In an address to the American Enterprise think tank on April 9, Sam Rainsy presented Burma as a worst-case scenario of poor governance and corruption—one which Cambodia is well on the way to emulating. “Burma…provides a preview of the direction Cambodia is headed,” AFP re­port­ed Sam Rain­sy as saying. “Lacking a mech­anism for political change, Burma re­mains under the thumb of a corrupt military junta and poses a con­stant threat to its own people and to the larger world through its opium trade.”

“Without change, Cambodia is not far off from resembling this recalcitrant narco-state,” AFP re­ported Sam Rainsy as saying.

The criticism appears to have touched a raw nerve in Rangoon. In a four-page statement titled “A Rebuttal to Mr Sam Rainsy’s Untruthful Comments,” the em­bas­sy vigorously defends Bur­ma’s recent reform record, particularly in the field of narcotics production.

“Mr Sam Rainsy has gone too far in labeling [Burma] as a ‘recalcitrant narco-state,’” the statement says. “This accusation is prejudiced and politically motivated…. The real situation is far from what he suggests.”

Poppy eradication, crop substitution programs and infrastructure development in drug-prone border areas are helping to suppress Burma’s massive narcotics output, the statement says.

“Mr Sam Rainsy’s accusation that [Burma] poses a constant threat to its own people and to the larger world through the opium trade is absolute nonsense. This fictitious situation will never arise. Mr Sam Rainsy should therefore stop worrying about it,” the statement says.

It goes on to detail at length  ef­forts made by the Burmese gov­ernment to control the rampant opium and methamphetamine production on its soil—more than 90 percent of which takes place in the Shan State, according to a UN report quoted in the statement.

“From January to 15 Novem­ber, 2002, 1,737 kilos of opium, 300 kilos of heroin and 9,191,694 stimulant tablets were seized,” the statement says.

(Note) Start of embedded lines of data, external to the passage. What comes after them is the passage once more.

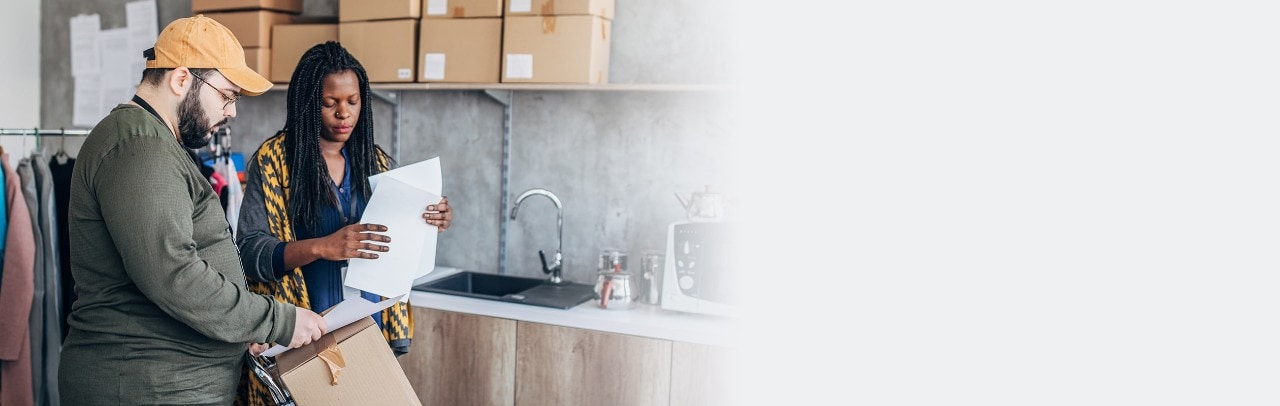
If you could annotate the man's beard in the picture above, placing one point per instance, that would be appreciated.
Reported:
(192, 129)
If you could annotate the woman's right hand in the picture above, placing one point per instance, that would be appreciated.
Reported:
(353, 241)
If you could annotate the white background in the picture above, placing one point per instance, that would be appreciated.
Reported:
(1014, 203)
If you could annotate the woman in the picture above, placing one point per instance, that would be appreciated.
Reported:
(307, 186)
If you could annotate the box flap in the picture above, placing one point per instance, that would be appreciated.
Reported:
(295, 357)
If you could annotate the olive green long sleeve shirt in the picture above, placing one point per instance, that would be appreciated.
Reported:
(163, 314)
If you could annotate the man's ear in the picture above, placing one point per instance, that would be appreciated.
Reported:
(179, 81)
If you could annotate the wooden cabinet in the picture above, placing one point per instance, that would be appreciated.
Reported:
(560, 365)
(461, 359)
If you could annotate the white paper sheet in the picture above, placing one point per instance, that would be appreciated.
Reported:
(83, 36)
(424, 176)
(88, 100)
(342, 314)
(118, 82)
(400, 197)
(144, 30)
(412, 247)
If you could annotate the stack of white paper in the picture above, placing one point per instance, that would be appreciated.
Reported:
(398, 201)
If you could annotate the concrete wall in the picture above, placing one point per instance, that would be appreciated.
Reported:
(19, 41)
(615, 159)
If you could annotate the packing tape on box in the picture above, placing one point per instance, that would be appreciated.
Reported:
(328, 351)
(548, 23)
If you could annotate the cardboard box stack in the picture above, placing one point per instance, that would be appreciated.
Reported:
(382, 35)
(288, 44)
(460, 41)
(557, 41)
(251, 21)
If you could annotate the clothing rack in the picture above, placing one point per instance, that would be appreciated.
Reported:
(42, 132)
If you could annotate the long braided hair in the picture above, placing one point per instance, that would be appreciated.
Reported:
(309, 176)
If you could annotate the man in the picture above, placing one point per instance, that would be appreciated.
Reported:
(163, 314)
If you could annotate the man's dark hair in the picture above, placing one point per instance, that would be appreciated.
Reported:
(155, 76)
(309, 174)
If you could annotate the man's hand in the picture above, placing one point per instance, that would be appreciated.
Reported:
(256, 349)
(309, 327)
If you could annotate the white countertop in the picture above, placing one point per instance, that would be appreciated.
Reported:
(644, 319)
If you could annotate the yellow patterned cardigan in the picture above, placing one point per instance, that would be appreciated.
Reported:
(269, 159)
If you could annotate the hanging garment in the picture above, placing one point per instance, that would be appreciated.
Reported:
(17, 292)
(45, 354)
(4, 219)
(36, 316)
(60, 169)
(234, 194)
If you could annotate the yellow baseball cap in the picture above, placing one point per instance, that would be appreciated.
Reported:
(202, 42)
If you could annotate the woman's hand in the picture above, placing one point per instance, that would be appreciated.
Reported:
(353, 241)
(439, 214)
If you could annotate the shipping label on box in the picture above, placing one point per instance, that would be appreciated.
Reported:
(352, 365)
(288, 44)
(600, 8)
(259, 59)
(460, 50)
(388, 49)
(557, 49)
(461, 8)
(252, 28)
(364, 10)
(293, 7)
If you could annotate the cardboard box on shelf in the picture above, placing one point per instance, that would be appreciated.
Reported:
(360, 10)
(602, 8)
(225, 5)
(461, 8)
(259, 59)
(388, 49)
(558, 49)
(252, 28)
(288, 44)
(369, 372)
(460, 50)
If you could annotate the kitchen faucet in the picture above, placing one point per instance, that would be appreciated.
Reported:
(556, 265)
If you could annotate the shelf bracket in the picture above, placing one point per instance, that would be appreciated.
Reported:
(503, 97)
(392, 97)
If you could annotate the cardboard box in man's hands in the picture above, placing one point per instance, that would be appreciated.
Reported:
(352, 365)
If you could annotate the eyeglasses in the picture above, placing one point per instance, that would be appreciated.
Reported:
(229, 100)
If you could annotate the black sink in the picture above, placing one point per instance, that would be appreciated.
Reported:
(507, 288)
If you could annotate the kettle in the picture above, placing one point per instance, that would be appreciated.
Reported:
(703, 206)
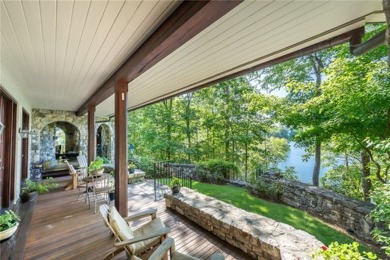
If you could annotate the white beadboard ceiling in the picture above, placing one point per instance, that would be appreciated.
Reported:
(60, 52)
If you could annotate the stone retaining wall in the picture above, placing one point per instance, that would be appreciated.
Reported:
(258, 236)
(347, 213)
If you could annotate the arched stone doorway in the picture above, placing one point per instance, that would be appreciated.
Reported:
(59, 140)
(104, 142)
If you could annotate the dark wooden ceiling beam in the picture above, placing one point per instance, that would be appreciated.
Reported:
(189, 19)
(337, 40)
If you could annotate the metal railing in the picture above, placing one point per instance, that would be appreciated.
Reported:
(163, 174)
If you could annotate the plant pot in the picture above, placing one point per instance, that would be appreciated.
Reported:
(27, 196)
(8, 232)
(97, 172)
(176, 189)
(111, 195)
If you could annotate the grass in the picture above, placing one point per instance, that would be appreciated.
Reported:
(240, 198)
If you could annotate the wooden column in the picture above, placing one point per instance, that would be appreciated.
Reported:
(121, 196)
(91, 133)
(386, 9)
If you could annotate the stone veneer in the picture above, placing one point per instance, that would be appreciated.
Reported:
(347, 213)
(258, 236)
(39, 142)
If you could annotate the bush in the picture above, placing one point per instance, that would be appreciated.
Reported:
(381, 216)
(208, 177)
(145, 164)
(268, 189)
(220, 168)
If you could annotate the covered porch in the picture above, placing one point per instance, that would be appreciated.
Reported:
(63, 228)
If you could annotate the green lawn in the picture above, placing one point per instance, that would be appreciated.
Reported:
(240, 198)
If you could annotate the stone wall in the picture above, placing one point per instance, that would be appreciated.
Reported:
(186, 169)
(258, 236)
(42, 144)
(347, 213)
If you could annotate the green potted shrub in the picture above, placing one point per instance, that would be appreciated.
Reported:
(131, 167)
(9, 222)
(30, 187)
(96, 166)
(111, 192)
(175, 185)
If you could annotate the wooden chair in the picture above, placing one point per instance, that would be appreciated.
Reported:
(167, 251)
(139, 242)
(100, 188)
(83, 164)
(77, 182)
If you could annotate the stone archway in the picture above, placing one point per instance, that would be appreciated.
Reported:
(42, 118)
(104, 142)
(59, 140)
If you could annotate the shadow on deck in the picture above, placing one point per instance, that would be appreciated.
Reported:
(63, 228)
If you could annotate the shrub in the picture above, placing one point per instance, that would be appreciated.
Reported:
(220, 168)
(338, 251)
(381, 216)
(268, 189)
(145, 164)
(206, 176)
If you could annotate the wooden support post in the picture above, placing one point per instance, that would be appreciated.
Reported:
(91, 133)
(386, 9)
(121, 195)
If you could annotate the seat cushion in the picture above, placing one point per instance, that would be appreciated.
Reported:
(151, 226)
(120, 225)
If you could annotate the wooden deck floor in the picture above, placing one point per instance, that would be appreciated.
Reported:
(63, 228)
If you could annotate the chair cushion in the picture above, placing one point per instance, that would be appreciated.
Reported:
(120, 225)
(151, 226)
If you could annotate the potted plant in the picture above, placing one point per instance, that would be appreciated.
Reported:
(111, 192)
(175, 185)
(131, 167)
(96, 166)
(9, 222)
(30, 187)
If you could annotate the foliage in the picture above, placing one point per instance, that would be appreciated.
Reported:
(268, 189)
(175, 182)
(105, 160)
(381, 216)
(40, 187)
(344, 180)
(219, 168)
(131, 166)
(209, 177)
(240, 198)
(146, 164)
(95, 165)
(337, 251)
(8, 220)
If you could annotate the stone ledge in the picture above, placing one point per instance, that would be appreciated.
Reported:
(258, 236)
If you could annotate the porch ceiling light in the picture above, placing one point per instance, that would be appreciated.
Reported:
(24, 133)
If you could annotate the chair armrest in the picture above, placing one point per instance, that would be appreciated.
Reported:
(150, 212)
(163, 249)
(158, 233)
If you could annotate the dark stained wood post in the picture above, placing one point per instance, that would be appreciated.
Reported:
(386, 8)
(91, 133)
(121, 196)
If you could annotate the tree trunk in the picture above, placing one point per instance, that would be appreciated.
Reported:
(366, 182)
(317, 164)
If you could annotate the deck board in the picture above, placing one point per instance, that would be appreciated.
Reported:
(64, 228)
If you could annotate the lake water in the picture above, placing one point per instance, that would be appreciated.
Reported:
(304, 169)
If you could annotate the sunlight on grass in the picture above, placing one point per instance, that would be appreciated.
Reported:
(240, 198)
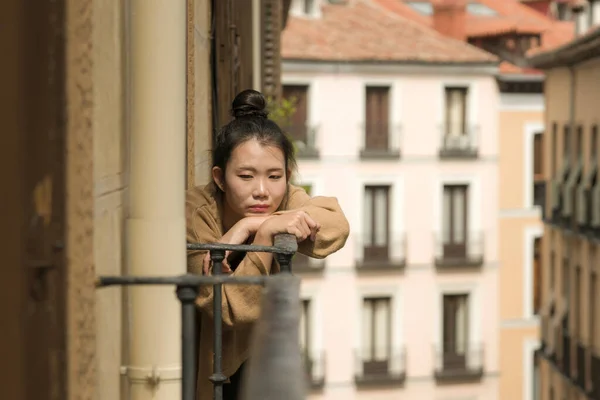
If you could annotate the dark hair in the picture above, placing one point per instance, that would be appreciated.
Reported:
(251, 121)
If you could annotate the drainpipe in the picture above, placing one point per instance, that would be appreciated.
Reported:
(156, 221)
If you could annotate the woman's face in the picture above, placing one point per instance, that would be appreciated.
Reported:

The statement also refers to the pitfalls of foreign intervention in issues of domestic governance. “Attempts from outside to set di­rection for [Burma] to move would not only hinder the pace of dem­ocratization but also prove to be counterproductive.”

“[Sam Rainsy’s] silly remarks belittle the two sovereign countries…and should therefore be retracted,” the statement said.